Barbara Roles, who won the bronze medal at the Olympics in 1960, felt the same call and returned to skating after retiring to start a family, Reichert said. She welcomed her daughter in June 1961, according to the Chicago Tribune, and placed first in the U.S. Figure Skating Championships eight months later.
Turning pain into prospects
The crash continues to motivate young skaters through a memorial fund started by U.S. Figure Skating, which is celebrating its centennial this year. Since its inception 59 years ago, the fund has raised more than $20 million and facilitated the careers of big names like Scott Hamilton, Adam Rippon and Kristi Yamaguchi.
Fleming, who received skates and lessons through the fund, is now involved as a donor.
"We keep ... supporting the memorial fund because we don't want it to just be people that are wealthy doing this. Everyone should be allowed to participate in their sport," she said.

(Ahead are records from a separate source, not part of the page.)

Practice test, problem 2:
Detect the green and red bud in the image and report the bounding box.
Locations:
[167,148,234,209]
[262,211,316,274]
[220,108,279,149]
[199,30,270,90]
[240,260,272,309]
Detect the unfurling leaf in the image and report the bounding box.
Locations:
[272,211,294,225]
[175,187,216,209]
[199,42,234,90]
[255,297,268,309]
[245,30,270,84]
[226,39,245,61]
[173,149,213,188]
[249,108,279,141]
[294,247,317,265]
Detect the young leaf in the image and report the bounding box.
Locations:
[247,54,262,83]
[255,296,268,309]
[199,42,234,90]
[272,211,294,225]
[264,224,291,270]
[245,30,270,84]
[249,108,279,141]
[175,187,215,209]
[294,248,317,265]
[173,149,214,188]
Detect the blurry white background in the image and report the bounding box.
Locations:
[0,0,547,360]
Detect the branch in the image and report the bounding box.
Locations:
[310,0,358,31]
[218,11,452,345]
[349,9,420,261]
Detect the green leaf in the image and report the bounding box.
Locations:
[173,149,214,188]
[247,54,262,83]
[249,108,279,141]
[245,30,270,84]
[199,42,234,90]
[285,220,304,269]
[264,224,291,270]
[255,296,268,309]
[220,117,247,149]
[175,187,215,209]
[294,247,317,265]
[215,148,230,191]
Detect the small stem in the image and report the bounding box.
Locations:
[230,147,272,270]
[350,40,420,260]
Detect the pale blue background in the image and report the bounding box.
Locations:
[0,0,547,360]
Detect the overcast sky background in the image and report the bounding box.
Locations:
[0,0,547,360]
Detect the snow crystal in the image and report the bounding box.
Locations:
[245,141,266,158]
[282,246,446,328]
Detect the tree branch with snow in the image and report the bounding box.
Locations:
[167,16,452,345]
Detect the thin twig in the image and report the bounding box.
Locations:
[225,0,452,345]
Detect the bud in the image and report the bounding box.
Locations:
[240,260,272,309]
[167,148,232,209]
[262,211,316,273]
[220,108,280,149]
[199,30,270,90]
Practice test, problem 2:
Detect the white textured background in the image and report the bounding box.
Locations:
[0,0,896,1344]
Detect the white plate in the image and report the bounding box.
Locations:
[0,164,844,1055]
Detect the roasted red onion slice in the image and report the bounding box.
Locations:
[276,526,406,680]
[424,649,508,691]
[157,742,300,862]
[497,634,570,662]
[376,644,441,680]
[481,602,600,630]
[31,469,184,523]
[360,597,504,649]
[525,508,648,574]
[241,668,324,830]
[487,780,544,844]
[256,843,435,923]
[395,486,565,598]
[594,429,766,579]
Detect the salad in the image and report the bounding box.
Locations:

The impact of the memorial fund was even evident at the 2021 U.S. Figure Skating Championships, held during the coronavirus pandemic. The cutouts of photos of fans in place of real attendees due to COVID-19 restrictions were available to purchase in advance and raised $50,000 for the fund, Reichert said.
The story of those who died on Sabena Flight 548 also lives on, thanks to Fleming, at the Broadmoor resort in Colorado Springs, a destination for the sport and where many of the victims trained. In 2018, she helped install a plaque that tells the story of the crash on the bench that sits on the same spot as the Broadmoor Skating Club rink, which was demolished in 1994.
"There's still a lot of pain of losing all these people," Fleming said. "It's still there."